Citizens Group Urges $758M to Expand San Diego Convention Center

SAN FRANCISCO - A citizen task force recommended expansion of the San Diego Convention Center that would be financed by up to $758 million of municipal bonds.

The task force, created by Mayor Jerry Sanders, voted 15 to 1 Monday evening to move the project forward. The proposed 1.2-million-square-foot expansion would expand the nation's 24th-largest convention center by almost 50%. The task force did not make a recommendation on a $278 million convention center hotel proposal.

While financial advisers from Piper Jaffray & Co. presented the task force with a range of hotel, rental car, tourism and sales taxes that could support debt service on the project, the task force chose not to recommend a particular approach.

A spokesman for Sanders said the Republican mayor would begin to meet with stakeholders to figure how to finance the project and hoped to agree to a general framework within the next three or four months.

"It's probably going to require a wide range of funding sources," said mayoral spokesman Darren Pudgil.

The city wants to expand the waterfront convention center as it's losing business because the current center is not big enough for large conventions, Pudgil said. Its biggest show - the Comic-Con comic book show, which had 126,000 participants last year - has outgrown the current facility, he said.

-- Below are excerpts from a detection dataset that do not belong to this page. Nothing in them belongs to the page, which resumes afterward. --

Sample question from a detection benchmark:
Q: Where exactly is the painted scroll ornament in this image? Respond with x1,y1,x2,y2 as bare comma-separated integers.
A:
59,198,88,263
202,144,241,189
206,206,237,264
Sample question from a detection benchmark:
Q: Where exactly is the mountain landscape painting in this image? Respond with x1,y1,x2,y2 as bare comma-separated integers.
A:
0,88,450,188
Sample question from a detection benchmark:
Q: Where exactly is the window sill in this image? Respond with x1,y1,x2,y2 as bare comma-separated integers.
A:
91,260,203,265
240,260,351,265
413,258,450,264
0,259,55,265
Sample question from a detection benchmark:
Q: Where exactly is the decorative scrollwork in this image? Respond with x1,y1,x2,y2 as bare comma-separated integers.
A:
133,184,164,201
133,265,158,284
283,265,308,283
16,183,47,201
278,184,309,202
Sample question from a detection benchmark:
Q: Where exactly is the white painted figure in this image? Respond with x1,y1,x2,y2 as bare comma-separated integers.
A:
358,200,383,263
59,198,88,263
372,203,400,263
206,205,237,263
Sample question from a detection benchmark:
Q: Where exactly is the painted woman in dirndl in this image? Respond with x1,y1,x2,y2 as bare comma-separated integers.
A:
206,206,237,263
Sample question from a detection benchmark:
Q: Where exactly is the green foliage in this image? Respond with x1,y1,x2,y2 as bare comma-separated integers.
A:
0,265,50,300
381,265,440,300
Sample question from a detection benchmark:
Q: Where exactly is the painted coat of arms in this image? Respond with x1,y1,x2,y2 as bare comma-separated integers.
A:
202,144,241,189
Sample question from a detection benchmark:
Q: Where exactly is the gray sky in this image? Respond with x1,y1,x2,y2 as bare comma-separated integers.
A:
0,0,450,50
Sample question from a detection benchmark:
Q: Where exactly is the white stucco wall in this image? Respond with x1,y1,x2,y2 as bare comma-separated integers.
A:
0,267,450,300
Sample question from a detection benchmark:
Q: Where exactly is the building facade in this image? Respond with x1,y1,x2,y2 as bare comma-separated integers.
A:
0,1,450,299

The center estimates that 30% of its customers will outgrow the current facility by 2016. The current facility was occupied 71.6% of the time in fiscal 2008, which is above the 60% occupancy rate that the center's management considers full usage. Convention centers are typically empty during holidays and as major shows set up and tear down their exhibits.

The San Diego Convention Center, which hosted the 1996 Republican National Convention, was built in 1987 and expanded in 2001 with $205 million of voter-approved lease revenue bonds. The city and the San Diego Unified Port District have another 5 years of payments on that debt.

San Diego is betting that it can draw business to support the big convention center expansion because of its desirable West Coast location. The city benefits from moderate temperatures and sunny weather almost year round, and it is a major tourist destination for its beaches, the San Diego Zoo, SeaWorld and cruise ship departures.

But California's second-biggest city faces many competitors for conventions. Western cities such as San Francisco, Las Vegas, Phoenix, San Jose, Los Angeles and Anaheim are all expanding their convention centers. Over the past 20 years, the amount of U.S. convention space has expanded by 95%, according to Tradeshow Week, an industry publication.

But trade show attendance has not kept pace. Spending on conventions has increased just 14% over the past 18 years, according to data from HVS Consulting and Valuation Services, and attendance at big trade shows has been flat over the past decade, according to Tradeshow Week.